The original Super Mario World 2: Yoshi’s Island is a classic game from the 16bit era that is adored by many gamers worldwide. I still think it’s interesting that it was a sequel to another one of the most beloved games and yet it has spun off into a series all it’s own. As you can imagine when Nintendo announced a true sequel to the original it set off a wave of excitement and anticipation throughout the gaming community, but the way people play games today has changed since the 90’s and few mainstream games are as punishing as they were back then. So does this title hold up to the high expectations? Yes and no. Let me explain.
The artwork from the original was ground breaking and really showed what the SNES and Super FX chip inside the game cartridge were cabable of. The combination allowed for special effects such as parallax scrolling and gave the ability for character sprites to be stretched to giant sizes for boss battles. To sum it up it helped to bring the world in Yoshi’s Island to life on SNES and to this day I find the artwork charming with it’s bright colors and little touches like butterflies fluttering in the foreground.
There were also brilliant gameplay mechanics scattered throughout the game that never seemed to grow old. As Yoshi you could suck in your enemies and spit them back out at other enemies. The central mechanic was the ability to turn an enemy you had in your mouth into an egg that you could then throw to kill other enemies, break block barricades, or help collect coins and flowers that were otherwise unreachable to you. There were sections where Yoshi was able to transform into a plane, bus, or submarine and collect coins while trying to reach the end goal in time. Thankfully these are the only timed mini stages in the game and you’re otherwise free to roam and explore the many hidden areas and passages that await you thanks to the brilliant level design. The fact that Yoshi’s Island focuses on fun and tricky platforming coupled with exploration over precision platforming that is constantly overshadowed by a time limit makes it one of my favorite games and platforming franchises.

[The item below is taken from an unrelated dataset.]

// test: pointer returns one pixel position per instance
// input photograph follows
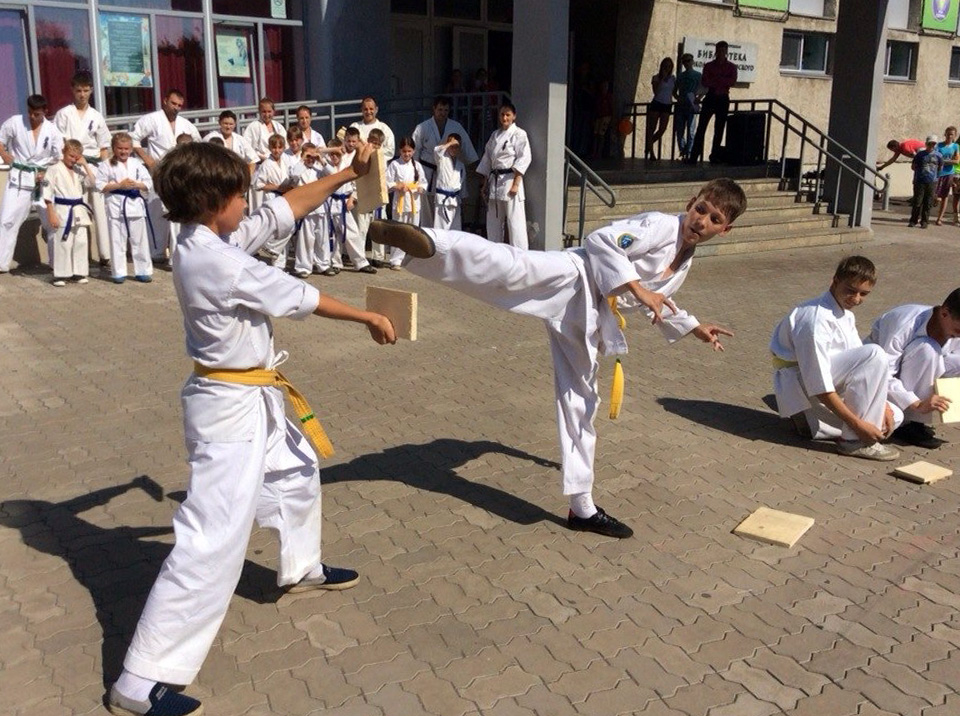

Overall Yoshi’s New Island lacks the heart and charm that still oozes from the original and maybe that’s because Nintendo didn’t develop the sequel and instead left it in the hands of Arzest. Or maybe it’s because this game was meant more for kids and less for those of us who grew up with the it’s SNES predecessor. That’s not to say Yoshi’s New Island is a bad game because it’s a good game and I had fun playing it. It’s just that it’s not memorable or as well designed as the original and feels like more of the same with a much easier difficulty. I am now looking to the future and have my hopes up for Yoshi’s Woolly World when it arrives on Wii U.